Clodomiro Almeyda, siempre nos indicó por sus escritos, a las futuras generaciones de socialistas, un marco político, de reflexión profunda de cómo y cuando decir, y accionar. Siempre cauto, siempre firme, siempre con un coraje pocas veces visto, que logró con su ejemplo que nadie pudiese cuestionar su liderazgo a pesar de estar detenido por la dictadura, y que nos insistimos en no perder jamás de vista.
¿Quien no recuerda las campañas electorales, donde entramos a los hogares de nuestros compatriotas?, algunos nos ofrecían bebidas, agua, hasta almuerzo y siempre nos decían los del lado, “yo estuve con Allende, mi mamá era Allendista; que bueno que ustedes, que son más jóvenes, sean socialistas y les interese la política”, nosotros respondíamos, si, somos parte del legado de dignidad política del compañero, somos de la escuela del compromiso a toda prueba; sacábamos pecho muy orgullosos y seguíamos en camino.
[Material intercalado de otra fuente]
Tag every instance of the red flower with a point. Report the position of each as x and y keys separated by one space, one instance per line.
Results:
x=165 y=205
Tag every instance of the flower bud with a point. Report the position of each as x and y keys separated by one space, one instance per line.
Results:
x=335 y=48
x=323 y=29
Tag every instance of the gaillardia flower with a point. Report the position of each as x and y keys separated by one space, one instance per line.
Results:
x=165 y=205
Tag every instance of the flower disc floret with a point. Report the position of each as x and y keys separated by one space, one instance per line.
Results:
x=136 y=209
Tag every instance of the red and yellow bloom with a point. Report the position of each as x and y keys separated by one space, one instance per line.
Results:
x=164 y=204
Cuantas veces nos ha pasado que compañeras y compañeros, humildes, en condiciones económicas complejas, no te aceptan ni un peso, debido a que se mueven por esa convicción maravillosa que nos legaran mujeres y hombres, entre ellos don Cloro (quien un día como hoy cumpliría 92 años)
Junto con un grupo de compañeros y compañeras de la dirección regional de Valparaíso, el día 2 de febrero de 2015, tomamos la decisión de “decir algo”; resolvimos, más allá del fondo y las consecuencias electorales evidentes, hacer un paralé a lo que es injustificable. Lo mismo creo, que debemos hacer ahora.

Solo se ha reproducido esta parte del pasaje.